“And Jesus said to him, ‘Do you see these great buildings? There will not be left here one stone upon another that will not be thrown down.’” (Mark 13:2)
So begins the longest speech recorded of Jesus in the gospel of Mark.
Since arriving in Jerusalem in Mark 11, Jesus has viewed the temple, cleansed it, argued in it, and now, he condemns it. In the next verse, Jesus leaves the temple never to return.
The disciples, however, like Job’s wife leaving Sodom, do not appear eager to leave. “Look, Teacher” they said, “what wonderful stones and what wonderful buildings!”
And the architecture was magnificent. Josephus (who saw the building) wrote: “The exterior of the building lacked nothing that could astound mind or eye. For being covered on all sides with massive plates of gold, the sun was no sooner up than it radiated so fiery a flash that persons straining to look at it were compelled to avert their eyes, as if looking at the sun.” Another wrote: “He who has not seen the Temple in its full construction has never seen a glorious building in his life.” Herod built it for his own honor, but also to burnish the image of Judea in the pagan world.
Magnificent or not, God was not impressed. People, and their behavior, are more important than architecture, and in the verses that follow, Jesus makes it clear that the temple is to be destroyed and it will be the judgment of God that does it.

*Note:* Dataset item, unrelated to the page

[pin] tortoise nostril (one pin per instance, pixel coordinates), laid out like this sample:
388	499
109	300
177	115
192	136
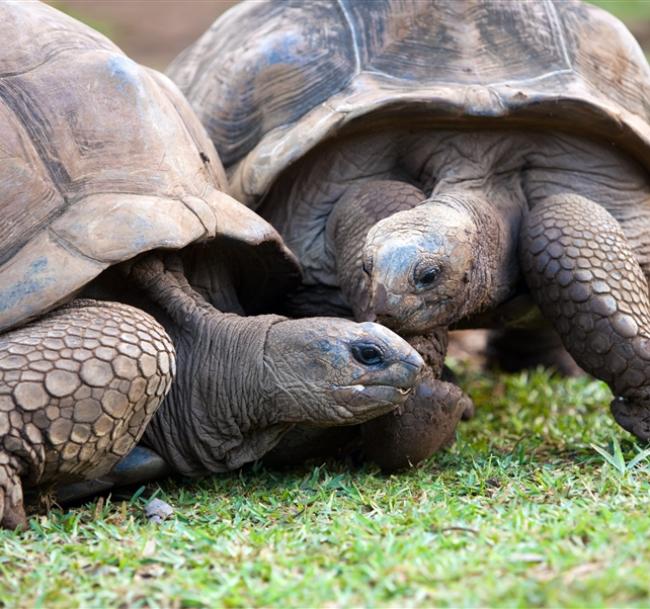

It wasn’t a new value system. Even in the Old Testament, the orthodoxy of pious people was condemned when their day to day behavior didn’t match the holiness of their calling (see Isaiah 58:1-9 and Jeremiah 7:2-11). An enduring message is this: There is nothing we should prize more than our relationship with God, a valuing that is reflected in our obedient behavior. Whatever gets in the way of that, no matter how majestic or noble in our own eyes, is slated, like the temple, for destruction.